Fresh moves to erect a commemorative statue to one of the country's most famed boxers have hit a brick wall.
Earlier this year, Cork County Council officials rejected proposals for a town centre sculpture in Cobh to remember the harbour town's most famous son.
The council advised the location was "inappropriate" due to a number of other sculptures but women's groups had also indicated they would object on the grounds Doyle had been physically abusive to women.
Known as the 'Gorgeous Gael', Doyle, born in 1913, was also a crooner and one-time Hollywood film star who was a hard drinker and well-known womaniser.
But, despite his celebrity and the money that flowed with it, Doyle ended up a pitiful drunk, dying penniless in London in 1978. Friends in Cork had fundraised to bring his body home and he was buried in Cobh.
Yesterday, a fresh proposal was put before Cobh-Glanmire municipal district council to erect a seating-type sculpture to Doyle at the town's Promenade.
Cllr Diarmaid Ó’Cadhla made the proposal on behalf of a Jack Doyle committee of which he is a member.
But a number of councillors expressed concerns: “I'm uncomfortable with this project,” said Cllr Keohane, who had worked with a group offering counselling to both women and men who were victims of domestic violence.
Cllr Keohane said the allegations of Doyle's alleged violence against women were in the public realm.
“The question is: are we doing the right thing?
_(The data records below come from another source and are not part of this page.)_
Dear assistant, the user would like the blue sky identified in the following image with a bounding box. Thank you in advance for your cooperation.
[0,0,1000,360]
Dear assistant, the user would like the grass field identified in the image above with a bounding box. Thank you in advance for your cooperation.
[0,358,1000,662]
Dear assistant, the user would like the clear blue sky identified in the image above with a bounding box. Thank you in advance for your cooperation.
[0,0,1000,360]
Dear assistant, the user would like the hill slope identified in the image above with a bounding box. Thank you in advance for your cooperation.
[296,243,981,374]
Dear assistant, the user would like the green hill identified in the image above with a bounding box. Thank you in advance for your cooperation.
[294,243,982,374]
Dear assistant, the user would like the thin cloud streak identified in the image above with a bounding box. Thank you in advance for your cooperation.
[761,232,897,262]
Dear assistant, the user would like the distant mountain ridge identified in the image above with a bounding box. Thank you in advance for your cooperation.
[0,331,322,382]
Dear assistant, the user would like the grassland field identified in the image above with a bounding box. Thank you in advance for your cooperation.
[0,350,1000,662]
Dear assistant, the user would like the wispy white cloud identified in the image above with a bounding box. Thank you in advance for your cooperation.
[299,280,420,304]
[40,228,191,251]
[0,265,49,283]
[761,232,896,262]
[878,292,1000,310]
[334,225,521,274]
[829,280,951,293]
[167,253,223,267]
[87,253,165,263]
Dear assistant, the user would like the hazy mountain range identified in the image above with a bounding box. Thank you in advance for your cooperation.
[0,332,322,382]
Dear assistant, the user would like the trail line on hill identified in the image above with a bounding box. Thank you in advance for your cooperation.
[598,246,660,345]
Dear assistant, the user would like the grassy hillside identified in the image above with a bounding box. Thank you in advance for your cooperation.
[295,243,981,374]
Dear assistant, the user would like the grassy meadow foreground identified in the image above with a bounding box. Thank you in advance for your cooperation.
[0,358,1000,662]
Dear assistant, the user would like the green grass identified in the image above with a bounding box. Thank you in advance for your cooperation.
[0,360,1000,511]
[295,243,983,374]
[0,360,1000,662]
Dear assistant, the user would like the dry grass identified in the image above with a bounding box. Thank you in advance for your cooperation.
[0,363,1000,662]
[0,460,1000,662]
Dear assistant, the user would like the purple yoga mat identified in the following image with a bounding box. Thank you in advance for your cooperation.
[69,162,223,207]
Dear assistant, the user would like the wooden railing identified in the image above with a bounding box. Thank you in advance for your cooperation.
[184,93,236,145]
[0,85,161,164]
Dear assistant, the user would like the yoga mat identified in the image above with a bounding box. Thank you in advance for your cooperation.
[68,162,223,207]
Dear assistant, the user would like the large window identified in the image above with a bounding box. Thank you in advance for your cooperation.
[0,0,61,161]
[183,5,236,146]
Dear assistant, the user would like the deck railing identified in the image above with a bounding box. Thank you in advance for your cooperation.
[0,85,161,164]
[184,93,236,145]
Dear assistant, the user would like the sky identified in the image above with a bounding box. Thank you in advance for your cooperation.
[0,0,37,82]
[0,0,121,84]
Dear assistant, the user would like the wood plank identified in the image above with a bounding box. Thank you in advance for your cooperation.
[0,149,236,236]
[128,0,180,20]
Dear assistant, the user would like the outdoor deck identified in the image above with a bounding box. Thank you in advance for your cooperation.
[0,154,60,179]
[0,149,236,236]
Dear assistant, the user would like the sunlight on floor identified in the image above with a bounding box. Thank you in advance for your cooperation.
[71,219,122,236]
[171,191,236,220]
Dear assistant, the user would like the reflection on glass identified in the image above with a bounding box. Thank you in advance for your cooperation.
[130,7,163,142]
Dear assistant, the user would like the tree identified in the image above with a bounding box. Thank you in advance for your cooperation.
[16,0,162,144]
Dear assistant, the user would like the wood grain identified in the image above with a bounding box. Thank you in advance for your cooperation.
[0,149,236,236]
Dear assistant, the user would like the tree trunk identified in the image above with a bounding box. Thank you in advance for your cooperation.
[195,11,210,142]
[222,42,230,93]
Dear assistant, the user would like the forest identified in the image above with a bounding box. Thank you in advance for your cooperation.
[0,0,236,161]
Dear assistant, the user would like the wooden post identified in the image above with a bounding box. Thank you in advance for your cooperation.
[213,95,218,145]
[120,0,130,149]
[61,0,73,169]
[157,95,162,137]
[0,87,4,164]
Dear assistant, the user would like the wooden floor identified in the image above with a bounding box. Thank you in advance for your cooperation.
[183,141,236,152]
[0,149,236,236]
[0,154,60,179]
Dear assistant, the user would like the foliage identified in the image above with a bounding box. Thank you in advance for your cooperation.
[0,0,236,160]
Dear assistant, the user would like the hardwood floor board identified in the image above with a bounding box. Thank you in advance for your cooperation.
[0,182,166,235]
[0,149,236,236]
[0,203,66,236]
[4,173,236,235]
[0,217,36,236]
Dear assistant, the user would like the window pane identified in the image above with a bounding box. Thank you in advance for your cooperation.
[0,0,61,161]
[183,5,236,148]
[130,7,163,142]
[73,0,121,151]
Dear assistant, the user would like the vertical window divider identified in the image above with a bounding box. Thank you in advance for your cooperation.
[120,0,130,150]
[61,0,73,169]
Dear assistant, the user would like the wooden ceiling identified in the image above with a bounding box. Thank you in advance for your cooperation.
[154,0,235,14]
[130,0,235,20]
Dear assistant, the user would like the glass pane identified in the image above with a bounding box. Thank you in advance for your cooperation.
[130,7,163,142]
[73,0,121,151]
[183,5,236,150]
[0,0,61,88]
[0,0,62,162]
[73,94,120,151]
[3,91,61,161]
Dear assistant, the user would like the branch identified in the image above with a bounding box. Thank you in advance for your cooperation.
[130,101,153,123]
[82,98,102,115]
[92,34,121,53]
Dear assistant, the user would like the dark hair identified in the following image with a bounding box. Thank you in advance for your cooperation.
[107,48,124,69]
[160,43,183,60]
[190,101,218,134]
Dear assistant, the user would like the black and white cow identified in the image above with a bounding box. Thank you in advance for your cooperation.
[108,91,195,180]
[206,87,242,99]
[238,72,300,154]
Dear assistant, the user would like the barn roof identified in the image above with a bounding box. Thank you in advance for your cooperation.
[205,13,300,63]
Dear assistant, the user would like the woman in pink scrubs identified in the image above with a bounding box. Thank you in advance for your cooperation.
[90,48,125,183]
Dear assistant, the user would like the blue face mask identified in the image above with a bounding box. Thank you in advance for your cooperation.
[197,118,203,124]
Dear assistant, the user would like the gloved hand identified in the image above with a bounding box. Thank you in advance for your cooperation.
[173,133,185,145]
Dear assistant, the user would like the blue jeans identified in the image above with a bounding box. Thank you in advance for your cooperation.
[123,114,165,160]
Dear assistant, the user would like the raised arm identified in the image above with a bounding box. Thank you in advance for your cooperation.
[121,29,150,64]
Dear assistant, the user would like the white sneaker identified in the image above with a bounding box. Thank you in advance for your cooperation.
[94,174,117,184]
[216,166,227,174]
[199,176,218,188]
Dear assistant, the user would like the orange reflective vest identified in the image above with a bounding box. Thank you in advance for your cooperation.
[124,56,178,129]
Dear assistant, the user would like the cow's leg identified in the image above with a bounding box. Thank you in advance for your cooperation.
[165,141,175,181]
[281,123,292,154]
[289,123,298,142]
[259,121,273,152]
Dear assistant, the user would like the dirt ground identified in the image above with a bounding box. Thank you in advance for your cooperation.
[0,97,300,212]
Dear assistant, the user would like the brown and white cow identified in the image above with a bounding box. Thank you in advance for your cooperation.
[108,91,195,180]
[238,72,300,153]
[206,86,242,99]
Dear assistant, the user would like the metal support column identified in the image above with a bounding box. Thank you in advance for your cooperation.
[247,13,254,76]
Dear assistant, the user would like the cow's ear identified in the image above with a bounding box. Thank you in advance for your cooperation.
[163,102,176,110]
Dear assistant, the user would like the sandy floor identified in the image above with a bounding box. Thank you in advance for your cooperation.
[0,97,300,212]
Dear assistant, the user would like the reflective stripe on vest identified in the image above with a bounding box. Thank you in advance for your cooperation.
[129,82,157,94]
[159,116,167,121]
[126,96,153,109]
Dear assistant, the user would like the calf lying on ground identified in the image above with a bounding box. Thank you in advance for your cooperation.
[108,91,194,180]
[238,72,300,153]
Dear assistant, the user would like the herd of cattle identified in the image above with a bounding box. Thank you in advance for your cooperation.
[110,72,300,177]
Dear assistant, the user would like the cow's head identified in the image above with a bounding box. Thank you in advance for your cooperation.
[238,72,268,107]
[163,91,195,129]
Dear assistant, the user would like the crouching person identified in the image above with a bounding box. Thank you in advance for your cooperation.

Are we opening wounds for people who are victims of domestic violence? I'm not saying these allegations are founded or unfounded, but we need to have a discussion about it. I'm expressing people's opinions."
But Cllr Ó’Cadhla, stating the accusations were unfounded, said: “People should be sensitive when family members are still alive. It's caused upset in the Doyle family.”
However, the matter was deferred until costings were provided and council executive staff considered the proposed location.